Wednesday, June 26, 2013

Labels, Diagnoses, and Definitions

There are campaigns to remove the "R Word" from common language.  This word, for those who are not certain is, "retarded."  When I started in my career, it was a commonly used term.  It was medical or diagnostic when referring to a student's learning difficulties.  The grief parents endured once their child was diagnosed as "retarded" was the same as the grief that parents today go through when their child is diagnosed "severely delayed," "cognitively impaired," "developmentally delayed," "highly impacted by autism," or any of the numerous other diagnoses that say to a parent, your child is not "normal."  The word retarded was not a problem when used medically, the problem was, it became a derogatory word to indicate that someone was an idiot, useless, not worthy, beyond stupid, horrible, or any other negative thing.

Please understand, I am not asking that we keep the word in our vocabulary any more than I am advocating for any other derogatory word to refer to people or communities in a way that places one person higher than another.  We all have weaknesses things we see about ourself each time we look in the mirror and hope no one else sees it.  We all also have gifts, and if we let them, this is what people will see.  But that is another post, another time.
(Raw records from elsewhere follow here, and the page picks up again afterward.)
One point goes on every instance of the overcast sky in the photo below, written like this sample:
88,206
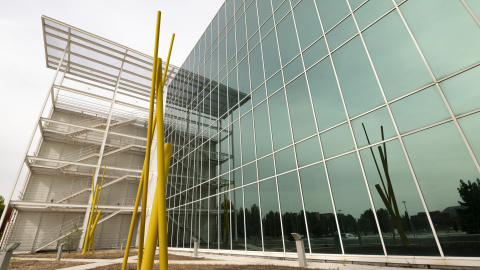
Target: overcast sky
24,78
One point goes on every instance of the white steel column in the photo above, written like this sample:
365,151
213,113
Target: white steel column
87,215
37,121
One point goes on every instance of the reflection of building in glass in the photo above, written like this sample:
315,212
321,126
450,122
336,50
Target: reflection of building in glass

The real problem with the word "retarded" is that, even if we use other terms or phrases, people will still hear "retarded."  If I say to a parent that their student is Intellectually Disabled, they aren't hearing a different story.  Telling your friends that your child was diagnosed "severely delayed," doesn't mean they think it is okay or that the grief they feel for you is any less.
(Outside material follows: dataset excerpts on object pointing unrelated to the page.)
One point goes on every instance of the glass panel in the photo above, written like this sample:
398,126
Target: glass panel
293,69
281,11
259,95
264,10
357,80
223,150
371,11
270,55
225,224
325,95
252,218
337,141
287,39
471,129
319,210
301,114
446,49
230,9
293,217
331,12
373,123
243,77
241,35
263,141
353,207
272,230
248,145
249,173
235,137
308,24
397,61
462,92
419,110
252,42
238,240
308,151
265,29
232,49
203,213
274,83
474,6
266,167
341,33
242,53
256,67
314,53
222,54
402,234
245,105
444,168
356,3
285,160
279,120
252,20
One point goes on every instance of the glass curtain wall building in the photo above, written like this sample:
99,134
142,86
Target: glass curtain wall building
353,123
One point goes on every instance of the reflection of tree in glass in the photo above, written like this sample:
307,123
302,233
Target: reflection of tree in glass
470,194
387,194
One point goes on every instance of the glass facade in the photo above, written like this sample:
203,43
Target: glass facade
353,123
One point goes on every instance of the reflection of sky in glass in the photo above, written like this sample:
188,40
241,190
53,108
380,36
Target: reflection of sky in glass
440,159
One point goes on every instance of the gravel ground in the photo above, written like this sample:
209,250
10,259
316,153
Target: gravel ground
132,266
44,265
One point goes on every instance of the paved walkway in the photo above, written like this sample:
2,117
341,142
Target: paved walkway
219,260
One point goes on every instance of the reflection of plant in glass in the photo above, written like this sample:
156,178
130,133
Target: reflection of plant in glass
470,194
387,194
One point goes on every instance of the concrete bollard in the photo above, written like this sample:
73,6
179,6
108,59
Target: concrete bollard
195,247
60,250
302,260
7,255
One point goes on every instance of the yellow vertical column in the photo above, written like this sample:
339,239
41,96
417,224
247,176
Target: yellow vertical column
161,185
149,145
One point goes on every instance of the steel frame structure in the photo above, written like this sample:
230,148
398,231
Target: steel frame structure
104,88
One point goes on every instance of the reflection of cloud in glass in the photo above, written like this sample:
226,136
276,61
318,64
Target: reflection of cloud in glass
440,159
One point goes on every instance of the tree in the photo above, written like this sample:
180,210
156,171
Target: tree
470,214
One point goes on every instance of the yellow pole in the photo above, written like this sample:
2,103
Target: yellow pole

As I see it, one of the problems with the word "retarded" is that we simply don't understand it.  We really don't understand any of these phrases, terms, or diagnoses.  I had a professor during my undergraduate degree in Special Education who challenged us to define the, then prominently used diagnosis, Mental Retardation.  It was fascinating how it was used in books, articles, research, the medical community, the education system, the federal laws, and households and yet, no common definition existed.  It was one of the most memorable assignments and activities I have ever participated in, still.  States and local education units are still trying to do this for all the different labels we use to determine eligibility for services and supports.  You see, people can't be placed perfectly in boxes.  They don't fit labels perfectly.  It is not an exact science.  People are dynamic individuals, whether they are 6 months or 6 years or 60.

So why figure it out?  Because the definition a person has for the diagnosis, label, or category of service   drives the grief, celebration, inclusion, and education of that person.  If the teacher and the parents can talk honestly about what that child's "label" means to them now and in the future, they can then, and only then, work as a true team to support, encourage, and educate that child.  I am not perfect, but I try to have this conversation with each parent, teacher, and paraprofessional that works with a child.  I have more work to do in this area, but I am trying.

To that end, here is my attempt at a definition in regards to the identification and education of children with the diagnosis of what is now referred to as Intellectual Disability.

Intellectual Disability is an impairment in functioning in a social, academic, home, communal and vocational environment due to a neuro-deficit that may be caused by a variety of physical problems or traumas.  Intellectual Disability is a changing, or dynamic, condition and therefore, the settings the individual is in should not limit or restrict growth or exposure to ideas.  Any program or training for the individual should be written for their current needs with the belief that they can and will meet or exceed expectations.